…В конце августа Бобров узнал, что районный участковый рыбоинспектор Фролкин отпущен на два месяца в отпуск по приказу самого Низкодубова. Фролкин подыскал себе надежного напарника и подался на Стопудовое болото драть скребком клюкву.
А уродилась эта ягода в тех местах просто невиданная.
11
Ах, пора ты покосная…
Большая вода утекла в океан тогда вовремя, и на лугах за лето хорошо наросла трава. Покосники, всегда с нетерпением ждущие сенокос, дружно двинулись на отведенные места.
Не припоздал с выездом на луга и Старший Ондатр.

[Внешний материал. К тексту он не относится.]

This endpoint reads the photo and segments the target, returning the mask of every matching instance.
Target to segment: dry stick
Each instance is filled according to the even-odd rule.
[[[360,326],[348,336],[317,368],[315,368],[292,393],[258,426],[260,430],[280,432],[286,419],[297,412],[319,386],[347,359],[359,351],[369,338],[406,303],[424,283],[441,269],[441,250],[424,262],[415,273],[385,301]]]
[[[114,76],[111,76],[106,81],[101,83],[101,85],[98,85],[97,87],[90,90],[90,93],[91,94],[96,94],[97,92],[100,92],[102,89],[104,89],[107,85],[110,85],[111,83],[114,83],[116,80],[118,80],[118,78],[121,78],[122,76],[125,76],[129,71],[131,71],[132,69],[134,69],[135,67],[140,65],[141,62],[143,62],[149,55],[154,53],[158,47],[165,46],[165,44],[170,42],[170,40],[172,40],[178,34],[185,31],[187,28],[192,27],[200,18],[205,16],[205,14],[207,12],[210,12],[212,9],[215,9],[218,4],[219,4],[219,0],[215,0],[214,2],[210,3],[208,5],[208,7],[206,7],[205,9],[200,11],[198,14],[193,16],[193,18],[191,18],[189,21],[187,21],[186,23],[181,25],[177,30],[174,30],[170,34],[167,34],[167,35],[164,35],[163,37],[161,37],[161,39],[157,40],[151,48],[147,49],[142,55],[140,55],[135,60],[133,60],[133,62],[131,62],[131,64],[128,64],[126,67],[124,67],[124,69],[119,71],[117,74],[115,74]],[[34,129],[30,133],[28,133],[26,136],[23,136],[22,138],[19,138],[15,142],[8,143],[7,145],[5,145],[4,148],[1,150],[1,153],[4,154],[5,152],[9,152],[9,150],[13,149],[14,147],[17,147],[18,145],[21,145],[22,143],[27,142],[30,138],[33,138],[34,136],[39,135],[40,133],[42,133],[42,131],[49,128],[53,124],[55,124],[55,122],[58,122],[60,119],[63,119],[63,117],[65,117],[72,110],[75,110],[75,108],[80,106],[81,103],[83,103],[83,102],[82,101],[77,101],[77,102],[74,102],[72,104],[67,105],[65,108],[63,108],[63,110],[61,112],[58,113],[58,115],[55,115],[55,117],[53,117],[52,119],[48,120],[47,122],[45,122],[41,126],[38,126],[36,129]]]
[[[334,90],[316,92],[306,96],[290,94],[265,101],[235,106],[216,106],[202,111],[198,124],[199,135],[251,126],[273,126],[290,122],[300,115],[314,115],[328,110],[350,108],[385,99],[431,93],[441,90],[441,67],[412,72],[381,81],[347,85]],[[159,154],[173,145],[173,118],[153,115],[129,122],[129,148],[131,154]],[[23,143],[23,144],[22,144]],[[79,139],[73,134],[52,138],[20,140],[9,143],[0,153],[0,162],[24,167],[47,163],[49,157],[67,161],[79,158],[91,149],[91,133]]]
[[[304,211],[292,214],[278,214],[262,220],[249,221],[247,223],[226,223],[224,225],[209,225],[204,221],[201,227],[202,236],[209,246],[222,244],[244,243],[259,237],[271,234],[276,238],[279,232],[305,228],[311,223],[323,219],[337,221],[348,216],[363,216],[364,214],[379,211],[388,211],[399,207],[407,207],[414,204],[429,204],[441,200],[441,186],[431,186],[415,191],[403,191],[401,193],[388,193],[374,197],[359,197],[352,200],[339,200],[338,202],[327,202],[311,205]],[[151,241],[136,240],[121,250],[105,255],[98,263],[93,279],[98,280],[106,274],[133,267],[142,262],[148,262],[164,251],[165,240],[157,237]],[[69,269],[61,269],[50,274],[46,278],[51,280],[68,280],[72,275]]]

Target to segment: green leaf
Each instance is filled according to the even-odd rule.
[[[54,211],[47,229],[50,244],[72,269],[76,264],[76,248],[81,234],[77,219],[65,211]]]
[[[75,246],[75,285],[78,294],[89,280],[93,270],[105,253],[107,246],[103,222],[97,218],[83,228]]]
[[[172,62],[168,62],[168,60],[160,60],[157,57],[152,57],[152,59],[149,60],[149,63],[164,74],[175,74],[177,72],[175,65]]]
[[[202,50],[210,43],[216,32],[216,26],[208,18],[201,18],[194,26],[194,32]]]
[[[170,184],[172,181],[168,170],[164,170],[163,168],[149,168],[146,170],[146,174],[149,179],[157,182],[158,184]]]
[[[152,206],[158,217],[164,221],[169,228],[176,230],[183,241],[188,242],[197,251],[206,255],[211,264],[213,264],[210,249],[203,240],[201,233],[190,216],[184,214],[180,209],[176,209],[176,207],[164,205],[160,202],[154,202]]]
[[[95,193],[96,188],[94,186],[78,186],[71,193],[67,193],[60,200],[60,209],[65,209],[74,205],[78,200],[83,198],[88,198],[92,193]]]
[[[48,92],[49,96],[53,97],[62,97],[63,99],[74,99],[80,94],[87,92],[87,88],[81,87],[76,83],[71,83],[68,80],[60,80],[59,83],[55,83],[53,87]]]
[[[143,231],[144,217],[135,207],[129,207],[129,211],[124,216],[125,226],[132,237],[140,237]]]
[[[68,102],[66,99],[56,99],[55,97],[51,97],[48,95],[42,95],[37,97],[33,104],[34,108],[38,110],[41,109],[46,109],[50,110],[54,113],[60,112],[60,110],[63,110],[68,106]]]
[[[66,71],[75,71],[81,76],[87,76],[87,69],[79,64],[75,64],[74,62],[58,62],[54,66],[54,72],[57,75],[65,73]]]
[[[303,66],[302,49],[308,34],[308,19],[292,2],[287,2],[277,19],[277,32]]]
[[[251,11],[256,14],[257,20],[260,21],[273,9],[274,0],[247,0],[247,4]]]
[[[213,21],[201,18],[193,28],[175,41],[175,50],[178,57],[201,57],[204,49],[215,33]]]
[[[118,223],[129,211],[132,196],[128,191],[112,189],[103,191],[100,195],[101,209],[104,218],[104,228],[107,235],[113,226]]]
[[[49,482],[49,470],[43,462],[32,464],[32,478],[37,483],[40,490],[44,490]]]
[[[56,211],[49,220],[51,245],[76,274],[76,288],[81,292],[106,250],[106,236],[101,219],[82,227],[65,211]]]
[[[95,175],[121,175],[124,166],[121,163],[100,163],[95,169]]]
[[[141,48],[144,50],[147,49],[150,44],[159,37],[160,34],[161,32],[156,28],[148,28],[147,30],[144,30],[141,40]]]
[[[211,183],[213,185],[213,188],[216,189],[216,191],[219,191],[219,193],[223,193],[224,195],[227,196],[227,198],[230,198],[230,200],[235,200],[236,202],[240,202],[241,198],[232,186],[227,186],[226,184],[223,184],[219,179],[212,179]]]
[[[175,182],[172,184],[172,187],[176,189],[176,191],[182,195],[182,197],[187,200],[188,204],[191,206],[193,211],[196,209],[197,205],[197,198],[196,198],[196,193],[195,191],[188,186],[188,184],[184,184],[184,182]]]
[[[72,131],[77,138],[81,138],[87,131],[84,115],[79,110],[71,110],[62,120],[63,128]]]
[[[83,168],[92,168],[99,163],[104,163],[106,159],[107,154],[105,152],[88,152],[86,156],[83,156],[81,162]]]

В Медвежьемысской рыбоохране был конь, которого здесь держали для зимних выездов, ведь браконьеры круглый год лезут на большие и малые реки. Летом им вольготнее: умчался на лодке — и следов нет. А зима, с ее обильными снегопадами, делает их уязвимее. По тем же протокам, курьям, белорыбным глубоким озерам, что находятся в пределах досягаемости, ездят инспектора смотреть лед, искать, что и где выставлено в запретных водах, долбить обнаруженные поды-проруби, вытягивать из-подо льда самоловы, ставные сети, фитили. На лошадке, само собой, далеко не разбежишься, но все не пешком. Унты с меховыми чулками, овчиный тулуп до пят, а еще лучше — собачья доха. В таком одеянии, подремывая, можно верст сорок проехать.
Давно Бобров теребил свою управу насчет «Бурана». Обещали выделить новый. Тогда, пожалуй, не нужен будет и конь. Но Александр Константинович коня продавать жалел. Конь был нужен инспекции для заготовки кормов, подвозки дров зимой. Нужда и в том, и в другом была у каждого: в селе живут, не в городе. Поразмыслив, Бобров решил и нынче поставить сена не только на бычка и корову, но и на сивку. Все заботы тут Александр Константинович взял на себя. У Фролкина крестьянской закваски не было.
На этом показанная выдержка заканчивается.